The Raw Nerve
Thiel: When I announced the Thiel Fellowship in September 2010, it was envisioned as a really narrow program. Just 20 people. I didn't expect it to generate this enormous amount of controversy. But it somehow hit this incredibly raw nerve.
There's a lot of anxiety around education. Education is seen as the absolute be-all and end-all for everything. But because it's costing people so much money, students are graduating with so much debt — there's an awful lot of anxiety about whether people are getting what they're paying for.
20 people. I didn't expect the controversy. It hit an incredibly raw nerve.
The Catholic Church Circa 1500
Thiel: The university system today is perhaps like the Catholic Church circa 1500. It's seen as the only path to knowledge. It's the way you get saved — if you get a diploma, you're saved. If you don't get a college diploma, you will go to hell. Or our modern equivalent of that.
But I'm not proposing to create some alternate unitary church. What I think will happen is it'll be much more fragmented.

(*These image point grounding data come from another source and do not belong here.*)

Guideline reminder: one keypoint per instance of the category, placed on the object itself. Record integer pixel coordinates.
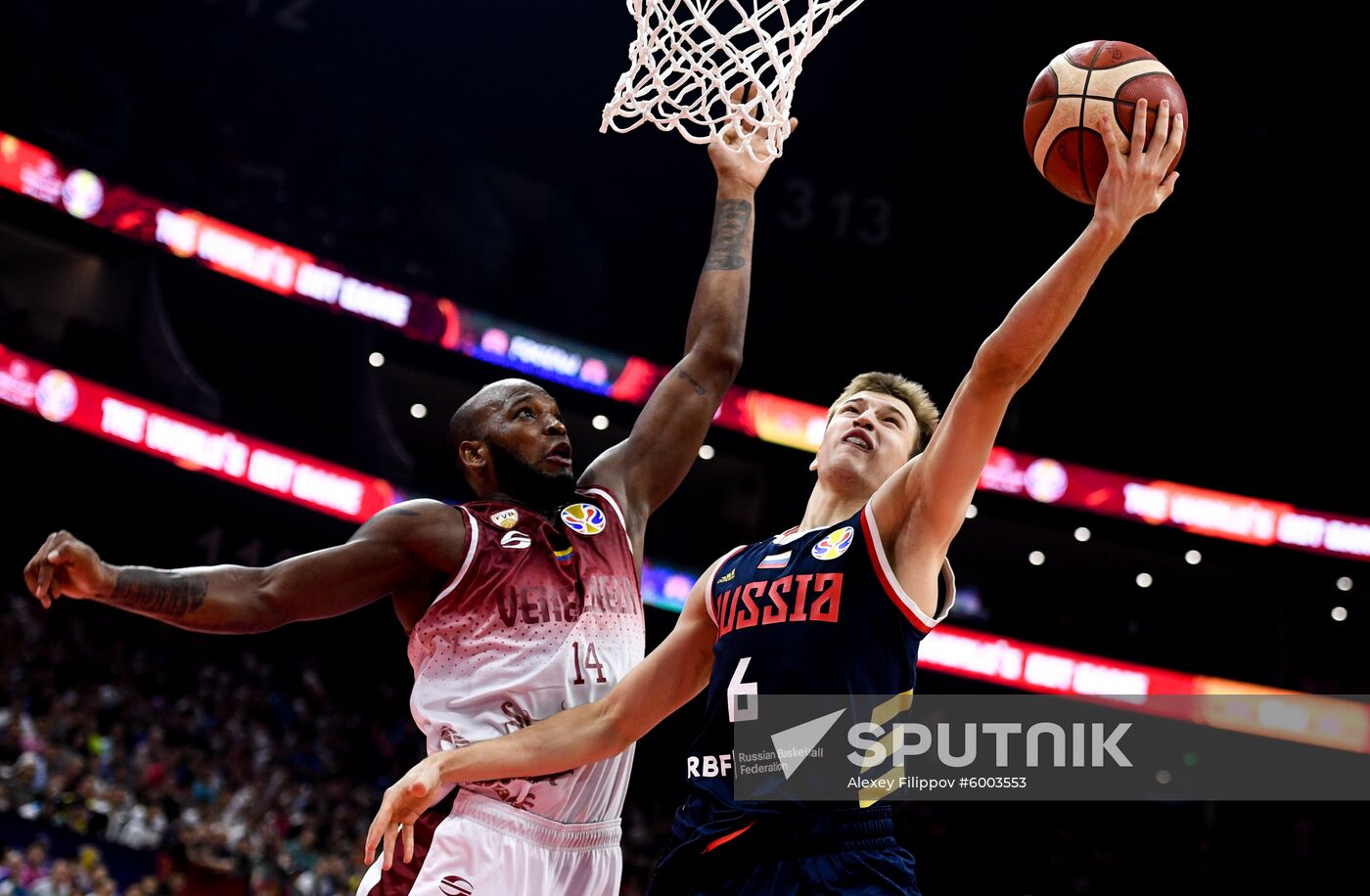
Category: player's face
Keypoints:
(867, 440)
(529, 429)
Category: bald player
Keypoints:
(518, 605)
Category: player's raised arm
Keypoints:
(921, 509)
(400, 546)
(666, 437)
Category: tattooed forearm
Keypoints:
(726, 248)
(684, 375)
(154, 592)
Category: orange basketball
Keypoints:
(1061, 125)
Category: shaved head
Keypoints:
(510, 437)
(470, 423)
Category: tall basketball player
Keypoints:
(836, 605)
(518, 605)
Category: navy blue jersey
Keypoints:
(817, 611)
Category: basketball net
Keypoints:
(691, 57)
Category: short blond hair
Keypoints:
(911, 393)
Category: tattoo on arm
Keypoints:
(684, 375)
(725, 248)
(170, 595)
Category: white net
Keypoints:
(694, 61)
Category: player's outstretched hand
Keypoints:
(66, 567)
(400, 809)
(1136, 182)
(730, 159)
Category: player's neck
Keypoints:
(828, 506)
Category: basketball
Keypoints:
(1061, 125)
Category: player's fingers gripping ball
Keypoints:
(1061, 125)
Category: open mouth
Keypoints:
(860, 438)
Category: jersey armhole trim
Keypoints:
(618, 513)
(473, 536)
(711, 574)
(886, 574)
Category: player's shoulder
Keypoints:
(417, 515)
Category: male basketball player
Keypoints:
(518, 605)
(838, 605)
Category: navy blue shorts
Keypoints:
(848, 852)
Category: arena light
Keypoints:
(292, 273)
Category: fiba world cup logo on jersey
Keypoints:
(835, 544)
(585, 519)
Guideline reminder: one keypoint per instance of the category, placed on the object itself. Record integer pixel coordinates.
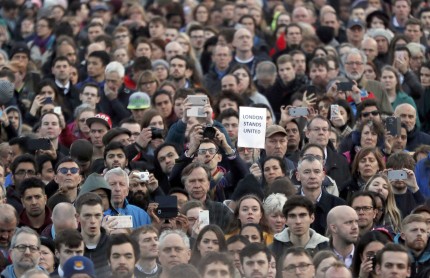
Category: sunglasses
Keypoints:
(64, 170)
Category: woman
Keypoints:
(379, 183)
(365, 252)
(273, 205)
(210, 239)
(366, 164)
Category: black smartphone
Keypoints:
(167, 207)
(39, 144)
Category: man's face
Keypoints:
(294, 35)
(148, 244)
(61, 70)
(354, 67)
(197, 184)
(297, 266)
(217, 270)
(177, 69)
(366, 212)
(318, 132)
(415, 236)
(95, 67)
(23, 170)
(122, 260)
(255, 266)
(318, 75)
(173, 251)
(97, 131)
(299, 221)
(90, 95)
(50, 127)
(116, 158)
(276, 145)
(393, 264)
(407, 116)
(65, 252)
(166, 157)
(310, 175)
(119, 188)
(26, 260)
(90, 219)
(286, 72)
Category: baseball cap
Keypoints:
(100, 118)
(356, 22)
(78, 264)
(273, 129)
(139, 100)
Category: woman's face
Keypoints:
(369, 73)
(379, 185)
(226, 103)
(368, 166)
(252, 234)
(272, 170)
(209, 243)
(244, 79)
(276, 221)
(250, 211)
(388, 78)
(82, 121)
(368, 137)
(46, 258)
(157, 122)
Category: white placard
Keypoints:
(252, 127)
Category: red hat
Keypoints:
(100, 118)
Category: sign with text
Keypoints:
(252, 127)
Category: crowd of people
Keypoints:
(119, 152)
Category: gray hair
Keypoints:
(274, 203)
(115, 67)
(117, 172)
(180, 233)
(24, 230)
(354, 51)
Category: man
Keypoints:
(414, 234)
(23, 166)
(408, 116)
(24, 252)
(365, 205)
(68, 243)
(255, 259)
(299, 212)
(36, 214)
(119, 183)
(123, 253)
(89, 208)
(147, 237)
(393, 261)
(221, 58)
(173, 249)
(336, 165)
(354, 62)
(216, 264)
(310, 174)
(342, 223)
(296, 262)
(99, 126)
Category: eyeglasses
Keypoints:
(64, 170)
(22, 248)
(366, 114)
(364, 209)
(25, 173)
(204, 151)
(292, 268)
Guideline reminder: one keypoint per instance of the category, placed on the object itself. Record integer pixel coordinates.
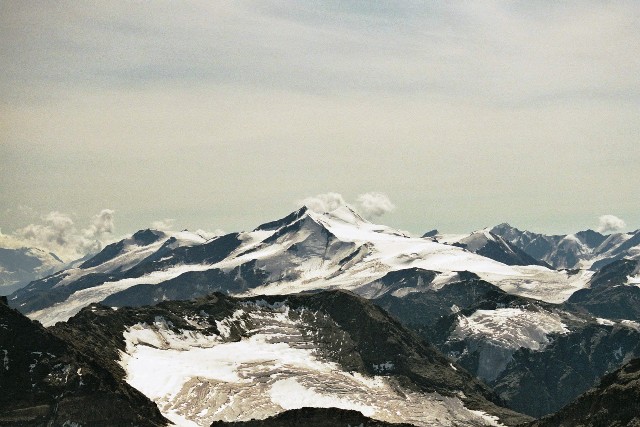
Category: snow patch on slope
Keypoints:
(497, 334)
(196, 378)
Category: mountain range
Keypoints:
(491, 327)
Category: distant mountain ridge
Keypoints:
(302, 251)
(585, 249)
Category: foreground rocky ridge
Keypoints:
(317, 417)
(46, 380)
(339, 328)
(615, 402)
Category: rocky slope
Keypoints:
(585, 249)
(614, 402)
(303, 251)
(228, 359)
(47, 381)
(316, 417)
(537, 356)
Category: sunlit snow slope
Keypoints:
(303, 251)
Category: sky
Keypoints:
(224, 115)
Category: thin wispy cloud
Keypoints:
(58, 233)
(438, 104)
(610, 224)
(370, 205)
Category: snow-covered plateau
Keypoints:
(196, 378)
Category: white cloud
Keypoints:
(373, 205)
(163, 224)
(610, 224)
(323, 202)
(210, 234)
(370, 205)
(58, 233)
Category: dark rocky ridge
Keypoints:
(608, 295)
(373, 335)
(316, 417)
(614, 402)
(48, 381)
(534, 382)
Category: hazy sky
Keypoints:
(222, 115)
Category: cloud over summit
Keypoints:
(610, 224)
(370, 205)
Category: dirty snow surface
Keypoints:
(197, 378)
(497, 334)
(511, 327)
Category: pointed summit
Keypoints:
(279, 223)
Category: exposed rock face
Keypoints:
(537, 356)
(614, 402)
(47, 381)
(609, 295)
(488, 244)
(317, 417)
(350, 345)
(585, 249)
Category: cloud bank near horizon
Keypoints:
(58, 233)
(454, 109)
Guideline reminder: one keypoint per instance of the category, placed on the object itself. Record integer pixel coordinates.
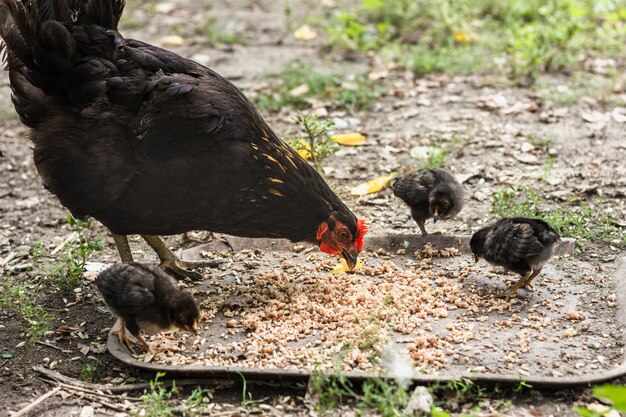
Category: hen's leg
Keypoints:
(121, 334)
(171, 262)
(420, 223)
(121, 241)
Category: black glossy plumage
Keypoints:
(148, 142)
(518, 244)
(147, 298)
(428, 190)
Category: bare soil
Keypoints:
(482, 121)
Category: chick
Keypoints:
(518, 244)
(430, 193)
(143, 297)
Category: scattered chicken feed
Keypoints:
(436, 309)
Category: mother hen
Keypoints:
(150, 143)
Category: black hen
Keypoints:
(518, 244)
(146, 298)
(150, 143)
(430, 193)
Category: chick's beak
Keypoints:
(351, 258)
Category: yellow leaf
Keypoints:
(466, 37)
(372, 186)
(303, 148)
(305, 33)
(171, 40)
(343, 267)
(349, 139)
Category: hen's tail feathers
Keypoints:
(44, 43)
(26, 24)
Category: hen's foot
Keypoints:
(121, 335)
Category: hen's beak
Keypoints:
(351, 258)
(436, 215)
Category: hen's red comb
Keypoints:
(360, 233)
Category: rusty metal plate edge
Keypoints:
(120, 353)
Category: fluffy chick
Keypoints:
(430, 193)
(143, 297)
(518, 244)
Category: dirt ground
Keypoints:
(483, 122)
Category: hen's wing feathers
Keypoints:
(514, 241)
(185, 109)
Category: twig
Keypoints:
(71, 237)
(39, 342)
(94, 393)
(35, 403)
(120, 389)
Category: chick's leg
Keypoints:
(172, 263)
(512, 292)
(528, 280)
(121, 241)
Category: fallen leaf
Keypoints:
(303, 148)
(594, 116)
(619, 114)
(343, 267)
(305, 33)
(372, 186)
(300, 90)
(171, 40)
(349, 139)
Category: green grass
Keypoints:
(614, 394)
(529, 36)
(579, 220)
(352, 94)
(66, 271)
(21, 297)
(317, 144)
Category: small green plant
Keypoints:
(21, 297)
(155, 401)
(436, 158)
(317, 144)
(574, 219)
(89, 372)
(67, 270)
(386, 396)
(615, 394)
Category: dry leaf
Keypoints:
(372, 186)
(349, 139)
(305, 33)
(171, 40)
(343, 267)
(619, 114)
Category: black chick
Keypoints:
(518, 244)
(430, 193)
(144, 297)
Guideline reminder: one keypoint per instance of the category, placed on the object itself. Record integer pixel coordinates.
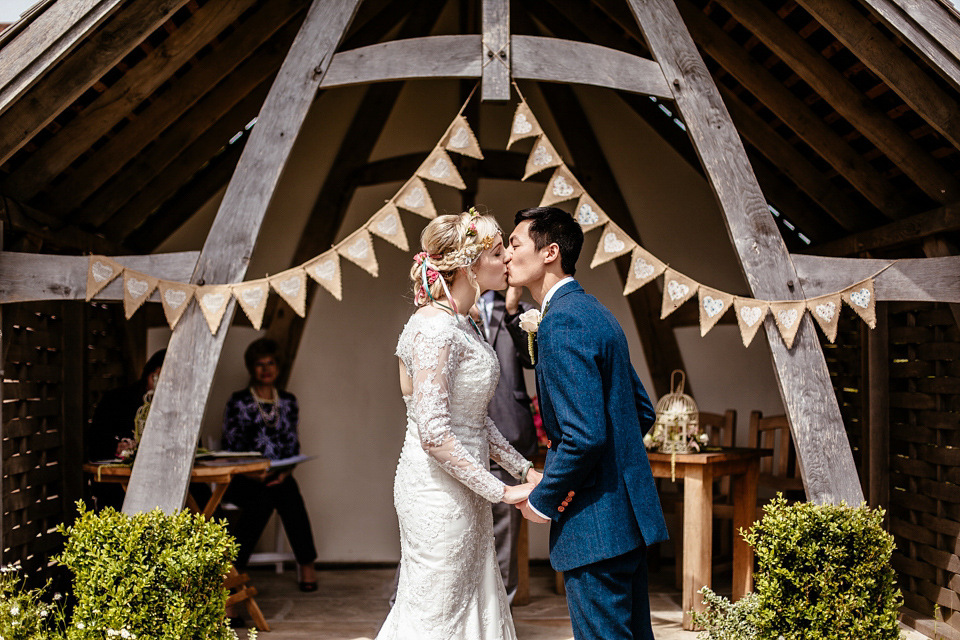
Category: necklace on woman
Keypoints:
(270, 416)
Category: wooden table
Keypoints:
(698, 471)
(218, 472)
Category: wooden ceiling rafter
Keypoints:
(168, 108)
(118, 101)
(57, 89)
(846, 99)
(129, 183)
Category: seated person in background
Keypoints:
(111, 430)
(262, 418)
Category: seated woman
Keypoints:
(262, 418)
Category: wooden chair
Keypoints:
(779, 472)
(721, 428)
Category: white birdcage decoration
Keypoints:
(677, 427)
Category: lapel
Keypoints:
(496, 317)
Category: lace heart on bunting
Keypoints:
(644, 267)
(174, 298)
(713, 304)
(325, 269)
(750, 314)
(613, 243)
(101, 271)
(137, 287)
(252, 298)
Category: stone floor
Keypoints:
(351, 603)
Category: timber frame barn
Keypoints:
(842, 115)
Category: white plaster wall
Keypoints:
(345, 373)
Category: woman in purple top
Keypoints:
(263, 418)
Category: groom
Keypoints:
(597, 488)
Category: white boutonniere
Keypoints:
(530, 322)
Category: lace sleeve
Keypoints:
(432, 364)
(502, 452)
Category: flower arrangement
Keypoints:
(28, 614)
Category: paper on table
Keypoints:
(289, 462)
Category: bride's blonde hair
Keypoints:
(449, 243)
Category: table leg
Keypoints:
(697, 537)
(744, 515)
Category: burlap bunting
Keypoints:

Get a diploma, you're saved. Don't — you go to hell. Like the Catholic Church circa 1500.
You Have to Save Yourself
Thiel: The biggest misconception is that I want to blow up the universities and have everyone become an entrepreneur. Quite the opposite. The future will not have a one-size-fits-all approach. If there's anything unnatural about our current system, it is that it's one-size-fits-all. You go to Yale or you go to jail.
Like the 16th century reformers, the somewhat disturbing message is — you have to figure out how to save yourself. Which is the absolute last thing people want to hear.
Go to Yale or go to jail. The disturbing message: you have to figure out how to save yourself.